Regenerative studies of wounds with α-gal nanoparticles in GT-KO mice and GT-KO pigs suggest that clinical trials are required at this stage of research for determining whether this therapy accelerates healing and may result in the scar-free regeneration of skin in wounds and burns. However, the observed α-gal nanoparticle-mediated regeneration of the post-MI ischemic myocardium and of injured spinal cord in GT-KO mice requires further studies to elucidate the mechanism of these processes in mice. In addition, studies in large experimental anti-Gal-producing animal models such as GT-KO pigs or Old-World monkeys are required prior to determining the safety and efficacy of post-MI treatment in humans. Such studies will also help to determine the time-frame after MI, in which α-gal nanoparticles are effective in inducing myocardial regeneration. These models will further assist in determining the effectiveness and safety of α-gal nanoparticle therapy in various surgical procedures, and in mediating regeneration of injured neurons in the peripheral and central nervous systems.

8. Concluding Remarks
The interaction between the α-gal epitope and the natural anti-Gal antibody opens a new discipline of harnessing natural antibodies for clinical therapies, because anti-Gal is produced throughout life in large amounts in all humans who are not severely immunocompromised. Controlled α-gal/anti-Gal interactions result in localized activation of the complement system that can kill cells presenting α-gal epitopes.

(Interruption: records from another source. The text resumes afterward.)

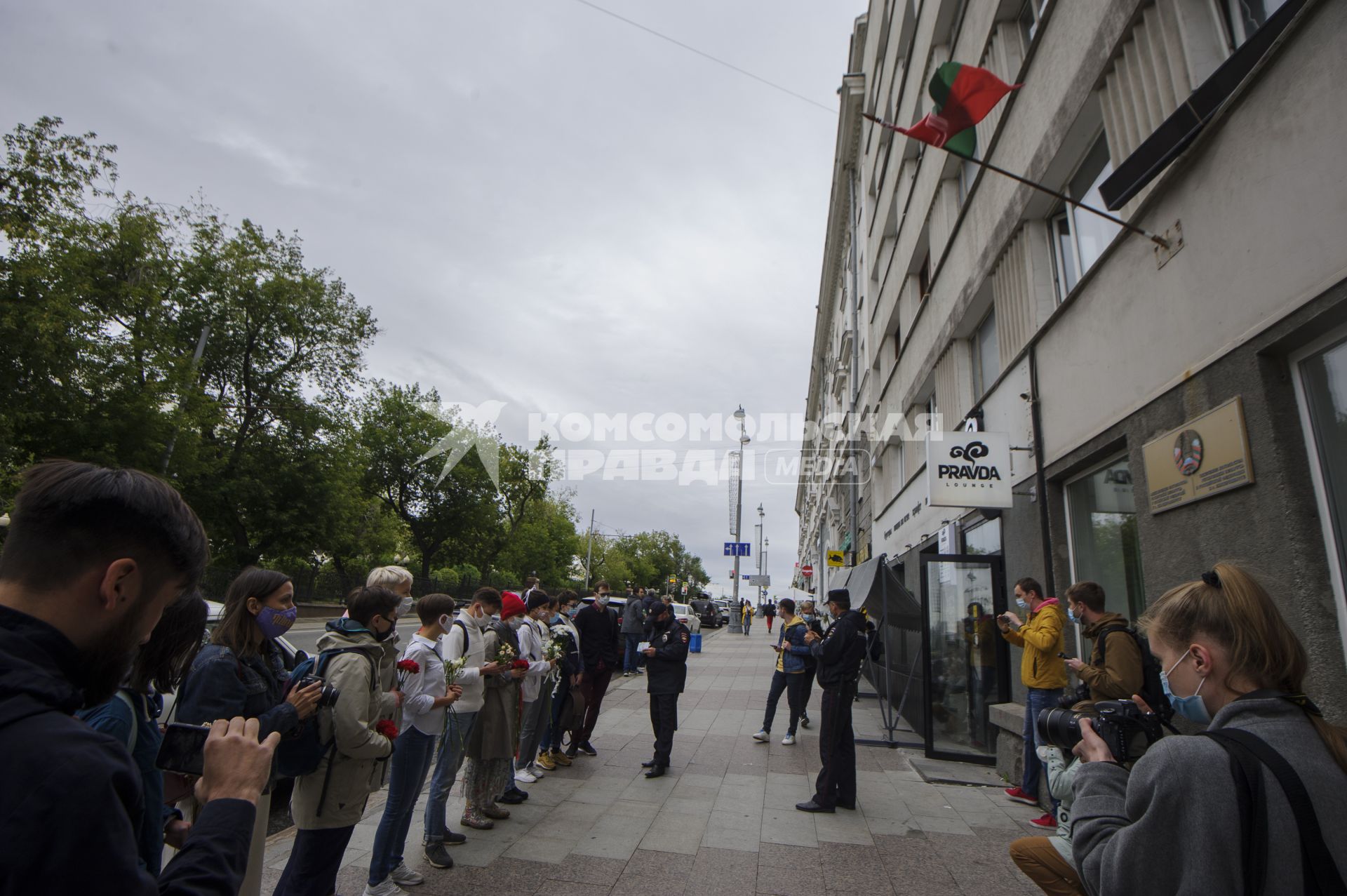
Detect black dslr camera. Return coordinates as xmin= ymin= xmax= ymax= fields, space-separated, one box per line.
xmin=1037 ymin=701 xmax=1164 ymax=763
xmin=291 ymin=675 xmax=341 ymax=706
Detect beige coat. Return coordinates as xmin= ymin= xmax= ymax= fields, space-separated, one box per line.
xmin=290 ymin=620 xmax=395 ymax=830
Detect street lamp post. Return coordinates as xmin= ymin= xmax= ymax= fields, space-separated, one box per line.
xmin=734 ymin=404 xmax=749 ymax=606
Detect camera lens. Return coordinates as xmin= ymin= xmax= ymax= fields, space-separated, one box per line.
xmin=1036 ymin=709 xmax=1085 ymax=751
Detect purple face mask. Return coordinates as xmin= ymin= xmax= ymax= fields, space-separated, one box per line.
xmin=257 ymin=606 xmax=299 ymax=638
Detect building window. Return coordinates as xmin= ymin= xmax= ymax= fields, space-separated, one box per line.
xmin=1296 ymin=331 xmax=1347 ymax=638
xmin=1019 ymin=0 xmax=1048 ymax=46
xmin=1048 ymin=133 xmax=1122 ymax=302
xmin=1067 ymin=455 xmax=1146 ymax=620
xmin=963 ymin=520 xmax=1001 ymax=554
xmin=1219 ymin=0 xmax=1287 ymax=50
xmin=972 ymin=309 xmax=1001 ymax=399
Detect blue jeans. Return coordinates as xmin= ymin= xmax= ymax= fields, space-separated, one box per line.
xmin=428 ymin=711 xmax=477 ymax=841
xmin=1019 ymin=687 xmax=1061 ymax=813
xmin=622 ymin=632 xmax=641 ymax=672
xmin=369 ymin=725 xmax=435 ymax=887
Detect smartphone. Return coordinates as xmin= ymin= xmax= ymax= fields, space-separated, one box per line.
xmin=155 ymin=722 xmax=210 ymax=776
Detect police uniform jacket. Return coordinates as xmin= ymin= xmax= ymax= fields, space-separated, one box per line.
xmin=810 ymin=610 xmax=865 ymax=687
xmin=645 ymin=622 xmax=691 ymax=694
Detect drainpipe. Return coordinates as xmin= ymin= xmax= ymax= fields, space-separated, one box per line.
xmin=847 ymin=164 xmax=861 ymax=566
xmin=1029 ymin=342 xmax=1057 ymax=597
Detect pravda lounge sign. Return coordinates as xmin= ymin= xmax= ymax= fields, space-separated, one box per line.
xmin=927 ymin=432 xmax=1014 ymax=508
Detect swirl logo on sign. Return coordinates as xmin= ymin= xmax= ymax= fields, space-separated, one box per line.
xmin=950 ymin=442 xmax=991 ymax=461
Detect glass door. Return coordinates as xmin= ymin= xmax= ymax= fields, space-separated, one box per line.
xmin=921 ymin=554 xmax=1010 ymax=765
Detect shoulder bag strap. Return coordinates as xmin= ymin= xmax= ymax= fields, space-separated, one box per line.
xmin=1200 ymin=730 xmax=1268 ymax=896
xmin=1214 ymin=728 xmax=1347 ymax=896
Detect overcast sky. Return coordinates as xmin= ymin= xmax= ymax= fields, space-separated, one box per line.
xmin=0 ymin=0 xmax=865 ymax=590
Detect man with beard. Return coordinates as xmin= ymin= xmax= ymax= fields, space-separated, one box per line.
xmin=641 ymin=601 xmax=691 ymax=777
xmin=0 ymin=461 xmax=280 ymax=896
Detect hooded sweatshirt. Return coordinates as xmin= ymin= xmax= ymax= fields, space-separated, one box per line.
xmin=441 ymin=610 xmax=492 ymax=713
xmin=0 ymin=606 xmax=257 ymax=896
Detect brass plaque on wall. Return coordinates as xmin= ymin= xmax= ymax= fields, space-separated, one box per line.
xmin=1142 ymin=396 xmax=1254 ymax=514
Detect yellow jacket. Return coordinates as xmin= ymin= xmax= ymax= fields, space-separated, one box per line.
xmin=1001 ymin=597 xmax=1067 ymax=688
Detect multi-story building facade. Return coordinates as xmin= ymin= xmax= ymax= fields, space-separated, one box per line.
xmin=796 ymin=0 xmax=1347 ymax=761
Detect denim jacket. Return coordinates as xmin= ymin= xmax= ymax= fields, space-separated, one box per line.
xmin=776 ymin=616 xmax=810 ymax=672
xmin=174 ymin=641 xmax=299 ymax=737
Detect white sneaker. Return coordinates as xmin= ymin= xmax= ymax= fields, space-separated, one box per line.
xmin=388 ymin=862 xmax=426 ymax=887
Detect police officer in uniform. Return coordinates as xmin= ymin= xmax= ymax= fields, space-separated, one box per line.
xmin=641 ymin=601 xmax=691 ymax=777
xmin=795 ymin=587 xmax=865 ymax=813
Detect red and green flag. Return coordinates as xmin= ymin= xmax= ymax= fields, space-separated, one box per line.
xmin=894 ymin=62 xmax=1022 ymax=159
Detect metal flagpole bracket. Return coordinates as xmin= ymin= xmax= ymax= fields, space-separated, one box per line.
xmin=1155 ymin=221 xmax=1183 ymax=271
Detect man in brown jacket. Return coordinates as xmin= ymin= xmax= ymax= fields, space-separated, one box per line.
xmin=1067 ymin=582 xmax=1142 ymax=707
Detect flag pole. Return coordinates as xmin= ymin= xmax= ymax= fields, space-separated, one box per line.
xmin=861 ymin=112 xmax=1170 ymax=249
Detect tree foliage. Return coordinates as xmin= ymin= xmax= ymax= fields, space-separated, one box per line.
xmin=0 ymin=117 xmax=704 ymax=589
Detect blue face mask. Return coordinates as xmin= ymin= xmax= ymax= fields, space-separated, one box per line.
xmin=1160 ymin=648 xmax=1211 ymax=725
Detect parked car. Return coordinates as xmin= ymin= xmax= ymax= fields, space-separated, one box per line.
xmin=669 ymin=603 xmax=702 ymax=634
xmin=688 ymin=599 xmax=721 ymax=628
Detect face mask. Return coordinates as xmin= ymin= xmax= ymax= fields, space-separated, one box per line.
xmin=257 ymin=606 xmax=299 ymax=638
xmin=1160 ymin=647 xmax=1211 ymax=725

Complement cleavage chemotactic peptides recruit macrophages into the site of complement activation, followed by robust uptake of anti-Gal-opsonized cells, cell membranes and particulate materials by macrophages and dendritic cells. Research on the α-gal epitope as a potential therapeutic agent has demonstrated its use for in situ conversion of tumor lesions into anti-TA vaccines, amplifying the effectiveness of viral vaccines by anti-Gal-mediated targeting of α-gal vaccines for robust uptake by APCs, and inducing regeneration of injured tissue when α-gal epitopes are introduced on nanoparticles into skin wounds and burns, injured myocardium and injured spinal cord. Additional research will help in bringing the gained experience from bench to bed-side and in finding novel ways for exploiting the α-gal/anti-Gal interaction in various clinical settings.